Who Do You Want to Be?

4 04 2017

 

I’m sure that many of you are familiar with Danny Elfman‘s music, and Who Do You Want to Be is not only an incredible representation of his music, it is phenomenal lyrical philosophy and social critique. From the first verse, where television is both lauded and degraded, while recognizing that life is the imperative behind all forms of communication, the song becomes saga. Everyone of us wakes up with a new day in front of us, and the choices that we make are definitive within the cosmos of existence. One of the reasons this song is saga, is that within a limited amount of time, the lyrics suggest multiple methods of manifestation within matter, with rhythm and meter equivalent to the power of Excalibur. 

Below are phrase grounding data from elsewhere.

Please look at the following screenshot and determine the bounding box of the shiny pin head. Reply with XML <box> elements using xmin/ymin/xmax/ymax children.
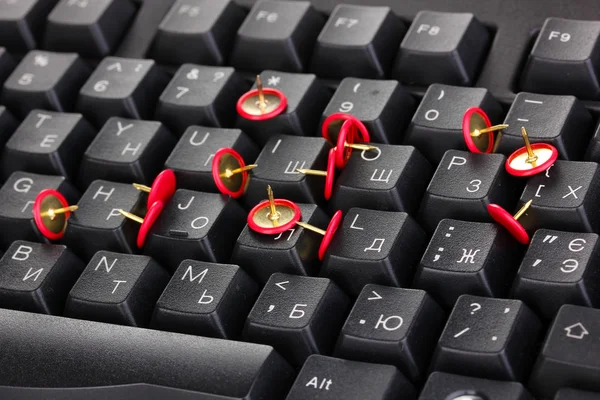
<box><xmin>133</xmin><ymin>169</ymin><xmax>176</xmax><ymax>208</ymax></box>
<box><xmin>505</xmin><ymin>127</ymin><xmax>558</xmax><ymax>177</ymax></box>
<box><xmin>236</xmin><ymin>75</ymin><xmax>287</xmax><ymax>121</ymax></box>
<box><xmin>118</xmin><ymin>201</ymin><xmax>164</xmax><ymax>248</ymax></box>
<box><xmin>488</xmin><ymin>200</ymin><xmax>532</xmax><ymax>244</ymax></box>
<box><xmin>247</xmin><ymin>185</ymin><xmax>302</xmax><ymax>235</ymax></box>
<box><xmin>322</xmin><ymin>112</ymin><xmax>370</xmax><ymax>146</ymax></box>
<box><xmin>297</xmin><ymin>210</ymin><xmax>343</xmax><ymax>260</ymax></box>
<box><xmin>212</xmin><ymin>148</ymin><xmax>257</xmax><ymax>199</ymax></box>
<box><xmin>462</xmin><ymin>107</ymin><xmax>508</xmax><ymax>154</ymax></box>
<box><xmin>296</xmin><ymin>147</ymin><xmax>337</xmax><ymax>200</ymax></box>
<box><xmin>33</xmin><ymin>189</ymin><xmax>78</xmax><ymax>240</ymax></box>
<box><xmin>333</xmin><ymin>119</ymin><xmax>378</xmax><ymax>169</ymax></box>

The idea that the song is a social critique emanates from the lines ‘Do you like to be just like a rock in the middle of the sea, do you want to suffer by yourself in a pool of blissful misery.’ The imagery created here recalls Sisyphus, while emphasizing the solitary act of creation, valueless without medium to express emotion.

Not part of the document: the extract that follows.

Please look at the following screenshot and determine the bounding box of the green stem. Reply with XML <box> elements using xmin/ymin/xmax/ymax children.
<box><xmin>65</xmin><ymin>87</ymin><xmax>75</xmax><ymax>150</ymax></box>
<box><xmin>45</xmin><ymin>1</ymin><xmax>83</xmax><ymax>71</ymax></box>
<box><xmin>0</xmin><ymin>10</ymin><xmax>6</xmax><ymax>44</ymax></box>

The first verse takes the arrow of time, with the versatility of ouroboros, pulls a Robin Hood out of thin air by stating ‘I’ve been reborn so many times, I can’t remember them all.’ Using this line as a mirror for the rest of the song, there is a curious correlation between television and the characters being portrayed, the choices of a soul on a pilgrimage to discover it’s true self. Do you want to be pretty, or a Hun, a newscaster, or a news maker? The music provides drive and curiously, to myself an answer. BE. Not so much who, the definition has been changed so much over the years that the only prerogative is to exist. Only existence can answer the question, certainly not devised, sanitized, televised avatars created for the purpose of furthering the cause of global consumerism.

 

I do hope that anyone reading the blog is aware of Danny Elfman’s music, if you aren’t, take five and have a boingo break.